A nefropatia por IgA, também chamada de doença de Berger (se pronuncia “berjê”), nefropatia por imunoglobulina A ou glomerulonefrite por IgA, é uma doença renal de origem imunológica que pode levar à insuficiência renal terminal.

Como sempre fazemos aqui no MD. Saúde, proponho começarmos explicando o básico para que vocês possam entender do que se trata a doença de Berger. Ao longo da explicação indicaremos links para outros textos de modo que seja possível adquirir uma grande quantidade de conhecimento sobre o assunto.

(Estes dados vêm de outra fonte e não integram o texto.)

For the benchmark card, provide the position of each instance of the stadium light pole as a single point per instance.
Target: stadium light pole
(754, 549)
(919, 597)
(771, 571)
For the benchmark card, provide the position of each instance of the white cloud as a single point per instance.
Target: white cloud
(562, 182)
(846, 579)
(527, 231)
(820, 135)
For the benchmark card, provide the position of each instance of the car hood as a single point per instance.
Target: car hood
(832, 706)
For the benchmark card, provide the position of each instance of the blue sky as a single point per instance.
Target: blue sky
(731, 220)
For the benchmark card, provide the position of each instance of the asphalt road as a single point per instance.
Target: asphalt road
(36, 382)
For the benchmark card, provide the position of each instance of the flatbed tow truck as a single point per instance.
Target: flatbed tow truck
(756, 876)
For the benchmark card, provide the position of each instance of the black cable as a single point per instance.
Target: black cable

Comecemos pelos conceitos:

  • Nefropatia significa doença dos rins.
  • Glomerulonefrite significa inflamação dos glomérulos (para uma melhor compreensão, sugiro fortemente a leitura de Glomerulonefrite: o que é, sintomas e tratamento).
  • Os glomérulos são estruturas microscópicas do tecido renal responsáveis pela filtração do sangue.
  • IgA, ou imunoglobulina A, é um tipo de anticorpo produzido para defender as mucosas do trato respiratório e gastrointestinal contra germes do exterior.

Como surge

A nefropatia por IgA é uma doença renal causada por um mau funcionamento dos anticorpos do tipo IgA. Por motivos ainda desconhecidos, alguns tipos de imunoglobulinas A (especialmente IgA1) passam a se depositar no mesângio, que é a região que fica ao redor dos capilares do glomérulo.

O depósito de imunoglobulinas no mesângio desencadeia uma reação inflamatória que inicialmente provoca glomerulonefrite e, a longo prazo, leva à destruição dos glomérulos, vasos sanguíneos e tecido renal. Ao longo de anos doença, o paciente pode evoluir para insuficiência renal crônica.

Como é uma doença causada por um mau funcionamento do sistema imunológico, ela é pode ser considerada uma doença autoimune, apesar de não haver a produção de um anticorpo diretamente contra os rins.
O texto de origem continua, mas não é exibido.